Another one is from a former president of my alma mater who always said, “A great team is always becoming”. It serves as a reminder to value diverse thought and perspective, know that businesses and customers evolve and change, and that teams should be constantly learning and being challenged as a result. I’m always becoming and value this as a distinct leadership skill. It prevents you from staying in the status quo. It’s a lesson I didn’t learn until later in my career, and it has an impact everywhere. Building a team where you’re more than a collection of individuals but rather operating as a working group with mutual accountability and rapid trust helps you move much faster towards your mission. Team dynamics are everything.

How have you made a mark in your industry? What’s something you’ve done that’s perhaps counterintuitive in your field – broken any rules with interesting results? 

FRANCESSCA: Some might say that I push boundaries. Workforce innovation and building a deeply intentional “people” strategy is critical in any growth strategy. Way before it was widely adopted as a business practice, I got my organization thinking about how unconscious bias shows up in the workplace. I brought in professional coaches to establish a process for bias training. The results have been incredible from customers, my leadership team, and employees. I’m committed to building diverse teams that mirror the markets and geographies that my organization serves.

Early on in my career, I worked on technology applications and vehicle sensor telemetry for automakers. Today, mobility innovation through software, data, 5G, and IoT is how most auto manufacturers will transform the driver and customer experience. Every time I get into certain cars with advanced telemetry, I’m incredibly proud to see the impact data and connectivity is having on the automotive industry. 

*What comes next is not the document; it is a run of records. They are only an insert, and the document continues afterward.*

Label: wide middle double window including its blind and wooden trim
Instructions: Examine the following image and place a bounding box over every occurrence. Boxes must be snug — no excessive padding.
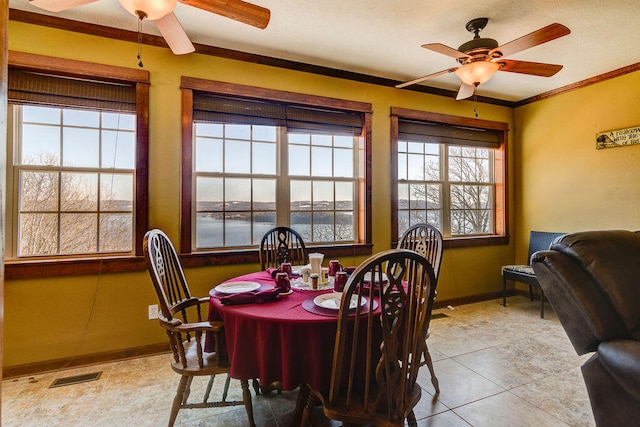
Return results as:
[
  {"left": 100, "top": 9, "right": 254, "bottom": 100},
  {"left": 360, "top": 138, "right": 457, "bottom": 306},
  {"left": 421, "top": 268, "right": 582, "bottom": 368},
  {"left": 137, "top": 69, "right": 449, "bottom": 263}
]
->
[{"left": 182, "top": 78, "right": 370, "bottom": 262}]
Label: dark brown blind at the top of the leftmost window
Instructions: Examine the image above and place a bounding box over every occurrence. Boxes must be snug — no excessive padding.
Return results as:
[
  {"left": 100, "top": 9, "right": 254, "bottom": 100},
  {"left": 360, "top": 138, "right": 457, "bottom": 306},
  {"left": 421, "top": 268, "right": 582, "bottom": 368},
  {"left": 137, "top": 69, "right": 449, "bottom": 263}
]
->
[{"left": 8, "top": 68, "right": 136, "bottom": 112}]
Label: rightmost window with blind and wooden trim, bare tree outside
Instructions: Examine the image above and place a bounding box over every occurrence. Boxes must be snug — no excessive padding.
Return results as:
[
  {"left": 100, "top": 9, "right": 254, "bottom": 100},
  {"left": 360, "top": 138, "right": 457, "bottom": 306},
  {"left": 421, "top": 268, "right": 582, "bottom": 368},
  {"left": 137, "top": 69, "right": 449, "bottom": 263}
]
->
[{"left": 392, "top": 108, "right": 506, "bottom": 247}]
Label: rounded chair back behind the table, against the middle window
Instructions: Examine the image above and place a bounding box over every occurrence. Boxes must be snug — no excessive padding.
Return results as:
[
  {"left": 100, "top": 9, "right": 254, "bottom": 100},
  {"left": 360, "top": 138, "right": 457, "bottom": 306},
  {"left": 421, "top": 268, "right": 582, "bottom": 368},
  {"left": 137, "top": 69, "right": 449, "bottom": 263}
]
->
[{"left": 260, "top": 227, "right": 307, "bottom": 270}]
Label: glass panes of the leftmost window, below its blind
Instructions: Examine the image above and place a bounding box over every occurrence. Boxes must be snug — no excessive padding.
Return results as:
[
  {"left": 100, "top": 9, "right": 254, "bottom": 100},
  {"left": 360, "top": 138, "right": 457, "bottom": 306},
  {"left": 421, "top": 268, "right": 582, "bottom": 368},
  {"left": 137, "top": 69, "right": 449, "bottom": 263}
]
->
[{"left": 11, "top": 104, "right": 135, "bottom": 257}]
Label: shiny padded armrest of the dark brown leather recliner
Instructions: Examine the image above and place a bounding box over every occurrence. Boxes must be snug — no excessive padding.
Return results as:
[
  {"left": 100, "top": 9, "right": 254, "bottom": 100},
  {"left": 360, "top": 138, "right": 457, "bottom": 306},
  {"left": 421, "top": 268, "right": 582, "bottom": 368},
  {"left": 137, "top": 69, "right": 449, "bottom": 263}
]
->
[{"left": 598, "top": 340, "right": 640, "bottom": 402}]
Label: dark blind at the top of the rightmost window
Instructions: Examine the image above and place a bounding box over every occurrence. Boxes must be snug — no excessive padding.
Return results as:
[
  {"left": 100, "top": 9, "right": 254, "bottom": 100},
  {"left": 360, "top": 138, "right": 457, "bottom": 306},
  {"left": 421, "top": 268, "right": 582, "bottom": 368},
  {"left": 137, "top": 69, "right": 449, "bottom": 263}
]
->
[{"left": 398, "top": 120, "right": 501, "bottom": 148}]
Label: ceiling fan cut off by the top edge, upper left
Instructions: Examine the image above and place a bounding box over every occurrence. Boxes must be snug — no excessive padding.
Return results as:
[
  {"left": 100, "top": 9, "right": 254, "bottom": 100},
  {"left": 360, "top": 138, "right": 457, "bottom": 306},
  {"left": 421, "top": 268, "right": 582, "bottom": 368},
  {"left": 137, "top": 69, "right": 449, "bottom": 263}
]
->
[{"left": 29, "top": 0, "right": 271, "bottom": 55}]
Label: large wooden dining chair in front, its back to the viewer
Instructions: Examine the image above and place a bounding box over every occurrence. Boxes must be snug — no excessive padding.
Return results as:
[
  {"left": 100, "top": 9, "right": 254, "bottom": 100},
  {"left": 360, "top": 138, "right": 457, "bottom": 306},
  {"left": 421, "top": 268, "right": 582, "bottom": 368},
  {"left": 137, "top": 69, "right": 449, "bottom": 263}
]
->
[{"left": 301, "top": 249, "right": 435, "bottom": 427}]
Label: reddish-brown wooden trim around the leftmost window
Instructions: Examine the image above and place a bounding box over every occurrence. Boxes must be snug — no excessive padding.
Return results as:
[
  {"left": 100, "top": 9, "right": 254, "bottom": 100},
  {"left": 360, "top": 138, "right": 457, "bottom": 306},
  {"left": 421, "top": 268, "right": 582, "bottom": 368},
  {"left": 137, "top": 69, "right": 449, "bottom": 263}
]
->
[{"left": 5, "top": 51, "right": 149, "bottom": 280}]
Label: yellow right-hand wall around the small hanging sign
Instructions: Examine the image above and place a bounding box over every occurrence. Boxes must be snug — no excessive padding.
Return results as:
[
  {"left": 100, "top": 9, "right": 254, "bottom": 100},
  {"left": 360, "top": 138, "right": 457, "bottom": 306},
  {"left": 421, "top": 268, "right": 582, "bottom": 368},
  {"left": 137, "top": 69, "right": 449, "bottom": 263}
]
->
[{"left": 512, "top": 72, "right": 640, "bottom": 262}]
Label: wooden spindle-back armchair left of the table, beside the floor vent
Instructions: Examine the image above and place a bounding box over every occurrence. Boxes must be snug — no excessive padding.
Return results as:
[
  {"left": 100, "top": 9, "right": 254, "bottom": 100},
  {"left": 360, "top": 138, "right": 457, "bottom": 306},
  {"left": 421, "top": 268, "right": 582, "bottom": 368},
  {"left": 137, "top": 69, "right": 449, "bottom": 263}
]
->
[{"left": 143, "top": 229, "right": 255, "bottom": 427}]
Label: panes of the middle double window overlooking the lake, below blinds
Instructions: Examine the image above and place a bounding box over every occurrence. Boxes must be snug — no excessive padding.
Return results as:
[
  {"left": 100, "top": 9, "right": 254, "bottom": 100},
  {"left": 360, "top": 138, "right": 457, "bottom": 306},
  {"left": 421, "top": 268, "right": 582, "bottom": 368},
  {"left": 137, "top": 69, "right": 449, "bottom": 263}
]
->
[{"left": 194, "top": 122, "right": 361, "bottom": 249}]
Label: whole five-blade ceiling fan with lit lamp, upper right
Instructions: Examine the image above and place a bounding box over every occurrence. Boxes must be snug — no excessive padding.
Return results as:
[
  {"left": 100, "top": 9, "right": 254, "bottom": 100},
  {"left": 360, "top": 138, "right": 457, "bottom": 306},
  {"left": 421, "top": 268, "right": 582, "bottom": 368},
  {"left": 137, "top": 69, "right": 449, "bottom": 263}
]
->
[{"left": 396, "top": 18, "right": 571, "bottom": 99}]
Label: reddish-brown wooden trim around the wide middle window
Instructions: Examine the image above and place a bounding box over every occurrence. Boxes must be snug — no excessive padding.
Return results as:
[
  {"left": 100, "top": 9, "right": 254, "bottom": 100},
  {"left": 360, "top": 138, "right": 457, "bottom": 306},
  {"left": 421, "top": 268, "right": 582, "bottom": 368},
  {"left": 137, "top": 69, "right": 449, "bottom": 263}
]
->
[{"left": 180, "top": 76, "right": 373, "bottom": 266}]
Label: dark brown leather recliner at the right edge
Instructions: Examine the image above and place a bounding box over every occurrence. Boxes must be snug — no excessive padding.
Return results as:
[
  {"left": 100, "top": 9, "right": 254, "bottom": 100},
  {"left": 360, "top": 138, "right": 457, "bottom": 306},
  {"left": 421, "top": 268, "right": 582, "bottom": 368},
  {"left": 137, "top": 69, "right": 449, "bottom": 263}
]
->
[{"left": 531, "top": 230, "right": 640, "bottom": 426}]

Describe one pivotal moment in your career that was truly defining for you in one way or another – an opportunity that changed your life or a moment where you recognized defeat and changed course.

FRANCESSCA: I like to joke that I stumbled into leadership by accident. I was offered a position when a leader left. I spent the first couple of years learning how to be a leader, and experienced success and failures while serving in that role. I then went back into an individual contributor again to build out a new go-to-market plan for moving a business segment into industry verticals. 

Initially, it was a tough transition for me. I had to really develop a growth mindset. However, it was this experience where I learned how to lead through influence, operate in ambiguity, and the importance of being resilient. I also realized that leadership wasn’t purely synonymous with being a people manager. That experience propelled me into the next three jobs and launched my formal career.